Ill give it a shot. Ive been feeling quite vulnerable on 16.04 due to the absurd amount of unfixed bugs. I have a couple of questions
- its mentioned that it does not have access to documents and downloads within the user folder. When it wants/needs read access, how am I told?
- if it doesnt have access to these folders, does it only write to its own subset?
- is it possible to make my home downloads folder an aggregate of the application downloads?
- when uninstalling/purging, since its sandboxed it deletes all of the content or keeps it? Can I force removal as well?
- how does subgraph deal with shared services/folders/info? Can I share a service with another user? Can I share the network setting modifications with other users?
- how can I prevent an application from using the network without my knowledge?
- are the tools like nethogs/top for subgraph that can take advantage of the compartments to show a more realistic view of whats going on?
These are great questions. We have a Gnome shell plug-in to move files into sandboxes while an application is running. Certain applications also have shared directories (e.g. "Downloads/TorBrowser", "Documents/LibreOffice"). This is a UX work in progress though, neither of these are adequate, though together they're workable.
re: Applications and network access: we have an application firewall, unique to Linux-based OSs. It's basically Little Snitch for Linux. There is a screenshot here:
Keep in mind that the project is very young. We are just getting started, tbh. With questions like these you should idle in our IRC channel where we talk about all of this stuff: OFTC/#subgraph.
Will do! Im very excited for this. Containerization and safety is a very important problem to me. Im not particularly interested in running a docker instance or a vm just to use an application. And if I do, id prefer it being automated.

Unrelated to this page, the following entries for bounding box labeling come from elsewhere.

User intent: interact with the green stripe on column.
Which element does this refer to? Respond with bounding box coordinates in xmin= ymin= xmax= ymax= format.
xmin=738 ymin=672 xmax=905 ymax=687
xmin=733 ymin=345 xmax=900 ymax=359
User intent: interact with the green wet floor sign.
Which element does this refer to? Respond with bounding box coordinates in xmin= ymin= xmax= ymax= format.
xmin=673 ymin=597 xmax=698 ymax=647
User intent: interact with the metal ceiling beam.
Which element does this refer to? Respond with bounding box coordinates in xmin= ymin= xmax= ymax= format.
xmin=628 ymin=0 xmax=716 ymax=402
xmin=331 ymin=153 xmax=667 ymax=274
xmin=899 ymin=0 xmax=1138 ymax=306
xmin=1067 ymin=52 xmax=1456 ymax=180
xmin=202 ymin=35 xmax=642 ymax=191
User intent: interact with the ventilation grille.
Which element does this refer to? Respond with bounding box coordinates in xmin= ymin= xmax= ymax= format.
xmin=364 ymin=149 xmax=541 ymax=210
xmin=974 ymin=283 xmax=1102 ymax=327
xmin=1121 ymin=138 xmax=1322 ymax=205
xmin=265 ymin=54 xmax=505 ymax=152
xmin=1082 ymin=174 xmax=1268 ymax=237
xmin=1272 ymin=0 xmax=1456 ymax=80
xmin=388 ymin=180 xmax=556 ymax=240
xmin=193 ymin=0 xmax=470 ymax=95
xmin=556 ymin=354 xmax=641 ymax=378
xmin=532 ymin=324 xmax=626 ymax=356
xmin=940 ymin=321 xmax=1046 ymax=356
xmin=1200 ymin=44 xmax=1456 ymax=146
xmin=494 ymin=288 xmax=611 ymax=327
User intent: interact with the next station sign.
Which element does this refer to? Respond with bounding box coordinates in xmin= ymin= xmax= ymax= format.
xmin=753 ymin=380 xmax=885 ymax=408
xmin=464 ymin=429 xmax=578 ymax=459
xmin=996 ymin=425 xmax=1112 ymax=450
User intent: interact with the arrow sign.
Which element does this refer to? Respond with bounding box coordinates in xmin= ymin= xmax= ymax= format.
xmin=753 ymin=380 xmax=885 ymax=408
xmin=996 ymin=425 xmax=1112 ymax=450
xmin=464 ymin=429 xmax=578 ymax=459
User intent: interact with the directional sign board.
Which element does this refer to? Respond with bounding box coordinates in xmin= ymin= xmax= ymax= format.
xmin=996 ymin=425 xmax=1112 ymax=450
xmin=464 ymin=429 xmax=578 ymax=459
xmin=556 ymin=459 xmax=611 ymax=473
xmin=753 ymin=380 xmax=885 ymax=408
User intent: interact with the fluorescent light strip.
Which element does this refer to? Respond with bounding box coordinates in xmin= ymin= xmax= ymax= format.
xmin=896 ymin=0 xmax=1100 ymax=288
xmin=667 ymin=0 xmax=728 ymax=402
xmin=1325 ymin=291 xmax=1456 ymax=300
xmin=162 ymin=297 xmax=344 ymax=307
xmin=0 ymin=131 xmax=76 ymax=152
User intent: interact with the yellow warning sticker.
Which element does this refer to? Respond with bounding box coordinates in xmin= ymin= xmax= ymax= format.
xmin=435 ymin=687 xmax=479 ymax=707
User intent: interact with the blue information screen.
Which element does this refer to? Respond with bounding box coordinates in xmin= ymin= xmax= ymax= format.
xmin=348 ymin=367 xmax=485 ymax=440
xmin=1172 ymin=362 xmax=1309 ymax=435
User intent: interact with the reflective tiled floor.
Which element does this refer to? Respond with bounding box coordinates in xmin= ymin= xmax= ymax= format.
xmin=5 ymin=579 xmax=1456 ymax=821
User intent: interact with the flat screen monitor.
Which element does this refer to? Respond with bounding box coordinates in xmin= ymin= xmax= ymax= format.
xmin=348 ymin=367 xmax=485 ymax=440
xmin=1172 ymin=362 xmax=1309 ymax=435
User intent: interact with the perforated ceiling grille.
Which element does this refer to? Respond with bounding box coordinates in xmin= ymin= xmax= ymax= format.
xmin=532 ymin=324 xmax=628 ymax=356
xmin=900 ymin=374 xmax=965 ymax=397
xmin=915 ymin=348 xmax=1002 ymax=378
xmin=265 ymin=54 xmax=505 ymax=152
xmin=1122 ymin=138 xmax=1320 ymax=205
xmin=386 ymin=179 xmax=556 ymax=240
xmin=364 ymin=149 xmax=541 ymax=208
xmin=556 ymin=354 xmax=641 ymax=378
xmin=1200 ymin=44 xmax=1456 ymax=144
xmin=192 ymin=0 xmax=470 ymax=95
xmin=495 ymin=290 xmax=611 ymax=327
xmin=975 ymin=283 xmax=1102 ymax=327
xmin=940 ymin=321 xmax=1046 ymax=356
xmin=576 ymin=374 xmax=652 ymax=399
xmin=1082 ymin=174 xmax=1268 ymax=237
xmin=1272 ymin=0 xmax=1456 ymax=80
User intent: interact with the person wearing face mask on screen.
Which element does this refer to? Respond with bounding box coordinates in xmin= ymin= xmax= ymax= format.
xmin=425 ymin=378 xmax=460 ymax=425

- its mentioned that it does not have access to documents and downloads within the user folder. When it wants/needs read access, how am I told?
- if it doesnt have access to these folders, does it only write to its own subset?
- is it possible to make my home downloads folder an aggregate of the application downloads?
- when uninstalling/purging, since its sandboxed it deletes all of the content or keeps it? Can I force removal as well?
- how does subgraph deal with shared services/folders/info? Can I share a service with another user? Can I share the network setting modifications with other users?
- how can I prevent an application from using the network without my knowledge?
- are the tools like nethogs/top for subgraph that can take advantage of the compartments to show a more realistic view of whats going on?
I think this has a lot of potential!